By Josh Nathan-Kazis

Published October 16, 2012, issue of October 19, 2012.

Elderly Jews shouldn’t move to South Florida. That’s the advice of the Jewish welfare agency serving this area, which has more old Jews than anywhere in the country but New York. If your grandmother doesn’t live within half an hour of the Boynton Beach JCC, her sister probably does.

Four years into the recession, things aren’t looking up in the retirement communities here. People who relocated a decade ago are out of cash with nowhere to turn.

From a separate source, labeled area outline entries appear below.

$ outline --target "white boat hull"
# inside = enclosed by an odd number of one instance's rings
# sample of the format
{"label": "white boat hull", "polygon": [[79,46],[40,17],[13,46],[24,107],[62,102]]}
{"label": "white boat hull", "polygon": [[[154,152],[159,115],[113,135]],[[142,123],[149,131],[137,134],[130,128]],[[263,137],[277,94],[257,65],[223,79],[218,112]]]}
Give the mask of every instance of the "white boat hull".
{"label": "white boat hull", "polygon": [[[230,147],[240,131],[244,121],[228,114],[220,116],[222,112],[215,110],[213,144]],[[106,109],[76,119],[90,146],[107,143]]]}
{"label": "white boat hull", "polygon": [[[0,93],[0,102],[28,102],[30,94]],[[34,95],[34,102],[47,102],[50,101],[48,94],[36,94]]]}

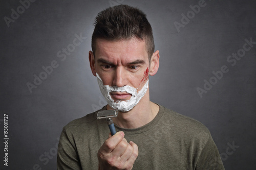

“They moved down here thinking they were going to have a life in the sunshine,” said Neil Newstein, executive director and CEO of Alpert Jewish Family & Children’s Service, which struggles to stanch the exploding economic needs of the Jewish community here. “Now it’s disaster time.”

And it’s not just the old: Young families are stuck in developments pockmarked with foreclosed homes. Working people can’t find jobs.

With the presidential election weeks away and the candidates neck and neck in Florida, Republicans and Democrats are fighting for stray votes in key communities like Lake Worth. Jews here generally say they will vote for the same party they supported in 2008, which usually means the Democrats. But few believe that the election will make much of a difference. To residents of this desperate edge of Palm Beach County, the presidential race seems beside the point.

On the map, the gated retirement communities along Hagen Ranch Road just west of Boynton Beach look like a cross section of a human brain, the cul-de-sacs folded in gently curving layers. The names of the developments promise refinement: Venetian Isles, Valencia Shores, Ponte Vecchio.

Arnold Menzer lives near here in a development called Bermuda Isle. He moved to the area in 1992, well before the boom. Now 78, the onetime shoe importer says over a chicken salad sandwich in a bagel shop that he’s certain he’ll run out of money before he dies. His house is worth a fraction of the nearly half a million dollars he’s put into it, and nothing’s selling at Bermuda Isle anyhow. He has no way out, however sick or old he gets.

Galit Marks, 24, lives a few miles away in a house full of young anarchists in downtown Lake Worth. When she moved here earlier this year her house had no water and no electricity. She and three friends lived in the place rent-free while they fixed it up. There’s water now, and a makeshift stove, and fresh paint on the walls.

Marks voted for Obama in 2008, back when she was a liberal. Since then she’s had trouble finding professional work. She pays off her student loans working as a waitress at a vegan restaurant and tending bar at a Chili’s. Her roommates are anarchists, too. Marks is still planning to vote in 2012, but that makes her unusual in her circle.